GIQE: Generic Image Quality Enhancement via Nth Order Iterative Degradation

Abstract

Visual degradations caused by motion blur, raindrop, rain, snow, illumination, and fog deteriorate image quality and, subsequently, the performance of perception algorithms deployed in outdoor conditions. While degradation-specific image restoration techniques have been extensively studied, such algorithms are domain sensitive and fail in real scenarios where multiple degradations exist simultaneously. This makes a case for blind image restoration and reconstruction algorithms as practically relevant. However, the absence of a dataset diverse enough to encapsulate all variations hinders development for such an algorithm.

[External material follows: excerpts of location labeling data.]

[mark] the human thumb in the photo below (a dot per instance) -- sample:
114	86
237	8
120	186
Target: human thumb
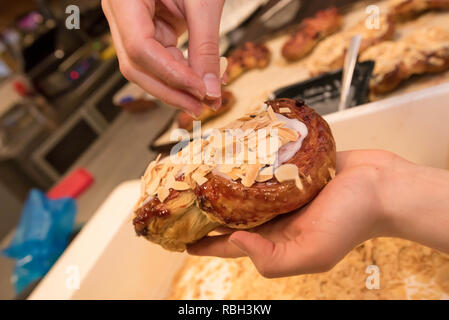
203	18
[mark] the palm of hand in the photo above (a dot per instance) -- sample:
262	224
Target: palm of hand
317	236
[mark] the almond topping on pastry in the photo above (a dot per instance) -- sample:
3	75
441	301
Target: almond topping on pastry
288	172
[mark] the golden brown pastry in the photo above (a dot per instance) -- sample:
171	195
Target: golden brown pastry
184	197
426	51
310	32
330	53
250	56
185	121
408	9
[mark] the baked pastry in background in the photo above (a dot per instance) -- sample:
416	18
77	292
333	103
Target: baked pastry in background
190	193
249	56
408	9
407	271
310	32
185	120
329	55
426	51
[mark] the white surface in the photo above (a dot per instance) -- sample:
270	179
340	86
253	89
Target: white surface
114	263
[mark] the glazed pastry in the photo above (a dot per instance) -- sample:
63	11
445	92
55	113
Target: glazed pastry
185	121
408	9
426	51
310	32
330	53
187	195
250	56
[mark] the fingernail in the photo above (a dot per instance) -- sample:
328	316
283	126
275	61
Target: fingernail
214	104
213	86
239	245
194	115
196	93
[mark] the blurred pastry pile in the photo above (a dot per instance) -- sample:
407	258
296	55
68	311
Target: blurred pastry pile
407	271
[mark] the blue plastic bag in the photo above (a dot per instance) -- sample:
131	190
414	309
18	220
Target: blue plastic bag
40	237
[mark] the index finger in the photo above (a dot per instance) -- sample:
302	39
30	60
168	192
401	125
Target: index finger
134	19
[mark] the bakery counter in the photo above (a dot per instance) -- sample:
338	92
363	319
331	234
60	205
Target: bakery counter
110	262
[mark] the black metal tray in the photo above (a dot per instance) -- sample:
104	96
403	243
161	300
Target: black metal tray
323	92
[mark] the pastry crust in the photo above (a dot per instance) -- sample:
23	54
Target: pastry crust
310	32
185	121
426	51
174	213
237	206
408	9
250	56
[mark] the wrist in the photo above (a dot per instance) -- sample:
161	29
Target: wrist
414	203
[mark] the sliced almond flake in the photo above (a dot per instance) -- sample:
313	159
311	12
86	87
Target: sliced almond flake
154	184
309	179
152	165
191	168
277	124
163	194
235	174
271	114
180	186
170	180
226	168
177	169
142	186
205	168
331	172
199	179
298	183
286	172
251	173
263	178
148	199
288	134
267	171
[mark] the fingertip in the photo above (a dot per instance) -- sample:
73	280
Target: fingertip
214	104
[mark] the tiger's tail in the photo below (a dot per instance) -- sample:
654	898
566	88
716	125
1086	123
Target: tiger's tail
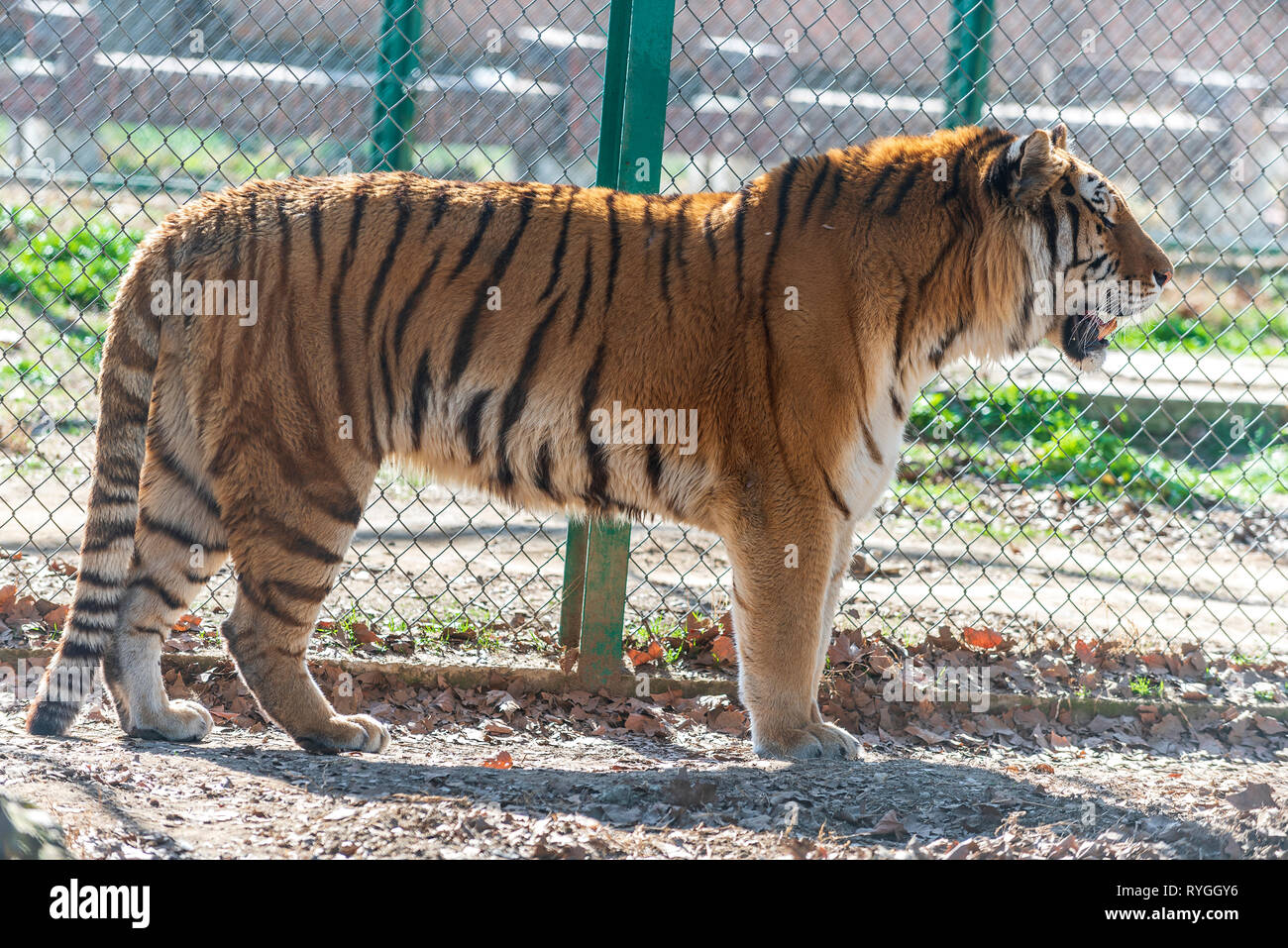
107	550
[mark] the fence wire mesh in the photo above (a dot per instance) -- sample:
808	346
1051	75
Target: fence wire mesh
1151	501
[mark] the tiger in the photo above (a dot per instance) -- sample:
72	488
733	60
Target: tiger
475	330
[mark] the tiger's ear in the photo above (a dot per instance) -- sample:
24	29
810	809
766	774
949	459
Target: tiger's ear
1035	168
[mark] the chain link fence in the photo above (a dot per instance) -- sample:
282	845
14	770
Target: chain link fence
1149	502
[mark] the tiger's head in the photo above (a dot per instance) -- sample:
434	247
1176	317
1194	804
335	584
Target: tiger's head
1090	263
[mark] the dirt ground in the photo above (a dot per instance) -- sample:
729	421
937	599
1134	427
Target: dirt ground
488	773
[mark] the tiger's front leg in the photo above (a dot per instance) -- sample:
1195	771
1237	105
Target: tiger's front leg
786	583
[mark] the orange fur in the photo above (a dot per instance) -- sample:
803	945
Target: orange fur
476	329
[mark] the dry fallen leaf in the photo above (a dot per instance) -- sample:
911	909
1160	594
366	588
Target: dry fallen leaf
1254	796
982	638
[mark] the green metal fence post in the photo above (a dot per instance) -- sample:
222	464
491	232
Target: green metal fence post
394	106
630	158
969	62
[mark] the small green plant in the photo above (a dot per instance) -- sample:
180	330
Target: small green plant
1144	686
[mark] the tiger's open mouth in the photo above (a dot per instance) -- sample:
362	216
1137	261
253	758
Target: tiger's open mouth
1086	334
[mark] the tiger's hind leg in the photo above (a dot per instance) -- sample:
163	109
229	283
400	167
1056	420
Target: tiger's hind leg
787	575
287	549
179	545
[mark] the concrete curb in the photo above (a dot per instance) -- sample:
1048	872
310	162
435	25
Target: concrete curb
625	685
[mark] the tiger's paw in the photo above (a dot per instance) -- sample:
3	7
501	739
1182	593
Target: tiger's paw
812	741
346	733
178	720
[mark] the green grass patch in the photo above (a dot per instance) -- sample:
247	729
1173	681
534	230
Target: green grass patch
1041	438
1250	331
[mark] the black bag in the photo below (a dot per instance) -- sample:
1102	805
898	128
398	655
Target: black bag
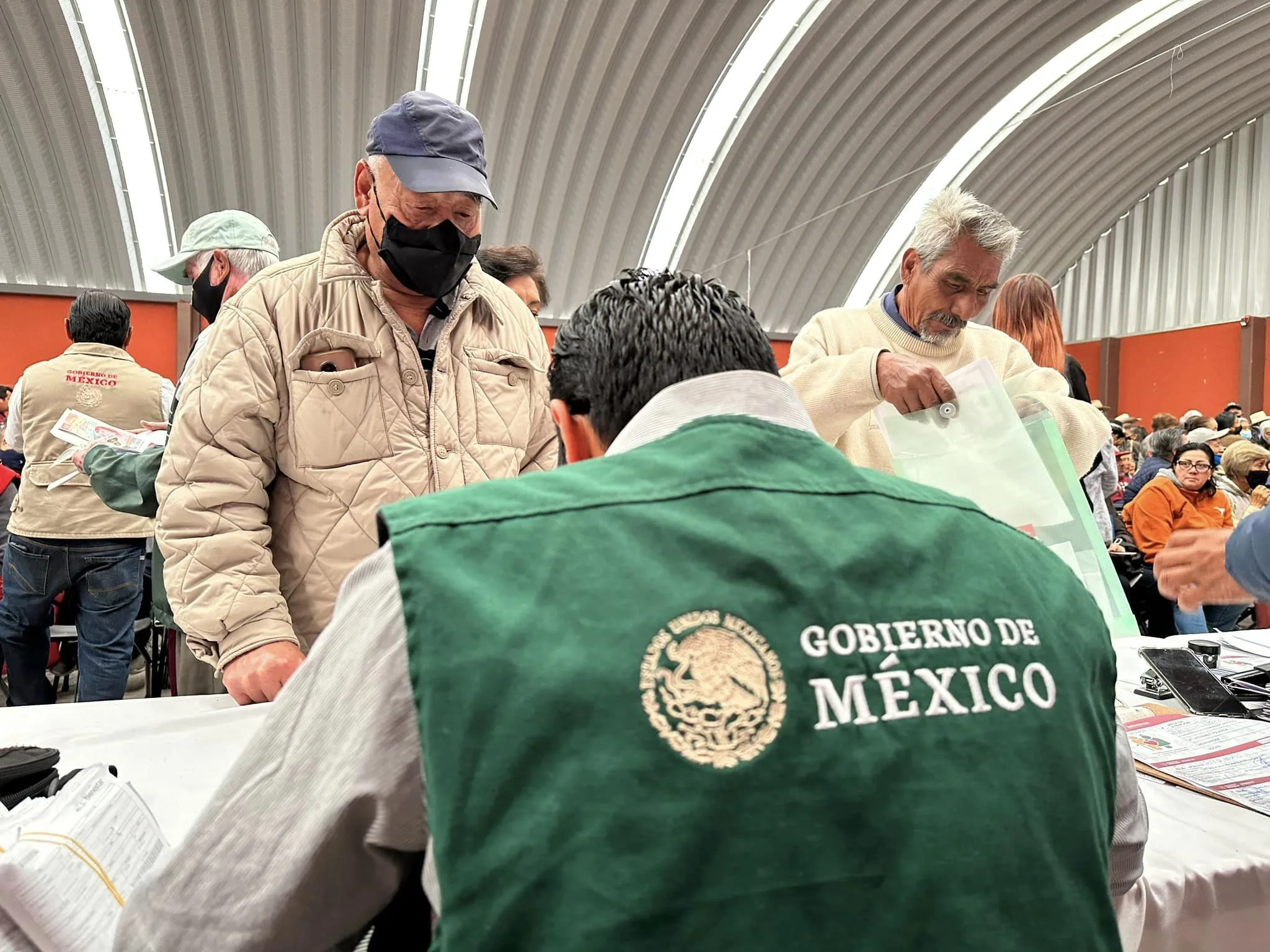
27	772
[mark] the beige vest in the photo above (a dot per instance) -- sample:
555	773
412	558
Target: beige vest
104	382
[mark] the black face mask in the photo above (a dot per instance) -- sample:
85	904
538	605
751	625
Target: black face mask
430	262
206	298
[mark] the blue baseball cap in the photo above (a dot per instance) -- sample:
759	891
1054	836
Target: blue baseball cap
432	145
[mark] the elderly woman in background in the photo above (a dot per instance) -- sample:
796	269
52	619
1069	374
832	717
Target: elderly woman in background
1184	496
1242	478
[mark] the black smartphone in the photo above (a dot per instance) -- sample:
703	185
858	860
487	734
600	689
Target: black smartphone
1192	682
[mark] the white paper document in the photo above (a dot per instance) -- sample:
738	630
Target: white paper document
1228	757
81	430
70	862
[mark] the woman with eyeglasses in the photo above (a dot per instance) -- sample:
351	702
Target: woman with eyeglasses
1184	496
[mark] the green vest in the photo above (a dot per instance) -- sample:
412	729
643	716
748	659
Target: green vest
728	692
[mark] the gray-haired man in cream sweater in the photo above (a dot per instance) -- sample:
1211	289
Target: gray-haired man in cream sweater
900	348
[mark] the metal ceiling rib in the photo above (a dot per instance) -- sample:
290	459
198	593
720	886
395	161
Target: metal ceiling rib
265	106
586	107
1109	148
861	102
59	220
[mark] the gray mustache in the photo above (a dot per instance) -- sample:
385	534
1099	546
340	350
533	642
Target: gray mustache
948	320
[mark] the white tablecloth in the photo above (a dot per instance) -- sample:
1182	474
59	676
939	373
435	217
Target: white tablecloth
1207	884
173	751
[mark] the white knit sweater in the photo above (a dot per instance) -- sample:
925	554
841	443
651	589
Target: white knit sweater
833	366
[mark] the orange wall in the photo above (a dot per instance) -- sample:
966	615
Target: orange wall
781	348
1090	357
1180	369
32	329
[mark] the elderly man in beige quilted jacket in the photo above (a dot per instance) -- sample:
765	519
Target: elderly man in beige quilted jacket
381	367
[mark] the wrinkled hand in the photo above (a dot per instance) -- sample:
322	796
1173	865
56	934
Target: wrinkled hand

In this paper, we utilize a synthetic degradation model that recursively applies sets of random degradations to generate naturalistic degradation images of varying complexity, which are used as input. Furthermore, as the degradation intensity can vary across an image, the spatially invariant convolutional filter cannot be applied for all degradations. Hence to enable spatial variance during image restoration and reconstruction, we design a transformer-based architecture to benefit from the long-range dependencies. In addition, to reduce the computational cost of transformers, we propose a multi-branch structure coupled with modifications such as a complimentary feature selection mechanism and the replacement of a feed-forward network with lightweight multiscale convolutions. Finally, to improve restoration and reconstruction, we integrate an auxiliary decoder branch to predict the degradation mask to ensure the underlying network can localize the degradation information. From empirical analysis on 10 datasets covering rain drop removal, deraining, dehazing, image enhancement, and deblurring, we demonstrate the efficacy of the proposed approach while obtaining SoTA performance.